Key Challenges Remain
GAO-06-237, Nov 15, 2005
The electricity industry is in the midst of many changes, collectively referred to as restructuring, evolving from a highly regulated environment to one that places greater reliance on competition. This restructuring is occurring against a backdrop of constraints and challenges, including a shared responsibility for implementing and enforcing local, state, and federal laws affecting the electricity industry and an expected substantial increase in electricity demanded by consumers by 2025, requiring significant investment in new power plants and transmission lines. Furthermore, several recent incidents, including the largest blackout in U.S. history along the East Coast in 2003 and the energy crisis in California and other parts of the West in 2000 and 2001, have drawn attention to the need to examine the operation and direction of the industry. At Congress's request, this report summarizes results of previous GAO work on electricity restructuring, which was conducted in accordance with generally accepted government auditing standards. In particular, this report provides information on (1) what the federal government has done to restructure the electricity industry and the wholesale markets that it oversees, (2) how electricity markets have changed since restructuring began, and (3) GAO's views on key challenges that remain in restructuring the electricity industry.

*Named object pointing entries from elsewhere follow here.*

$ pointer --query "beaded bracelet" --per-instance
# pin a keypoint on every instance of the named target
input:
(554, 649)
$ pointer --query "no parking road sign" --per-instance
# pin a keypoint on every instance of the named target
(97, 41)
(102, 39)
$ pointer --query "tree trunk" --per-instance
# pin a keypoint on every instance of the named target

Over the past 13 years, the federal government has taken a variety of steps to restructure the electricity industry with the goal of increasing competition in wholesale markets and thereby increasing benefits to consumers, including lower electricity prices and access to a wider array of retail services. In particular, the federal government has changed (1) how electricity is priced--shifting from prices set by regulators to prices determined by markets; (2) how electricity is supplied--including the addition of new entities that sell electricity; (3) the role of electricity demand--through programs that allow consumers to participate in markets; and (4) how the electricity industry is overseen--in order to ensure consumer protection. Federal restructuring efforts, combined with efforts undertaken by states, have created a patchwork of wholesale and retail electricity markets; broadened electricity supplies; disconnected wholesale markets from retail markets, where most demand occurs; and shifted how the electricity industry is overseen. Taken together, these developments have produced some positive outcomes, such as progress in introducing competition in wholesale electricity markets, as well as some negative outcomes, such as periods of higher prices. We have identified four key challenges to the effective operation of the restructured electricity industry: making wholesale markets work better together so that restructuring can deliver the benefits to consumers that were expected; providing clear and consistent signals to private investors when new plants are needed so that there are adequate supplies to meet regional needs; connecting wholesale markets to retail markets through consumer demand programs to keep prices lower and less volatile; and, resolving divided regulatory authority to ensure that these markets are adequately overseen. The theme cutting across each of these challenges is the need to better integrate the various market structures, factors affecting supply and demand, and various efforts at market oversight.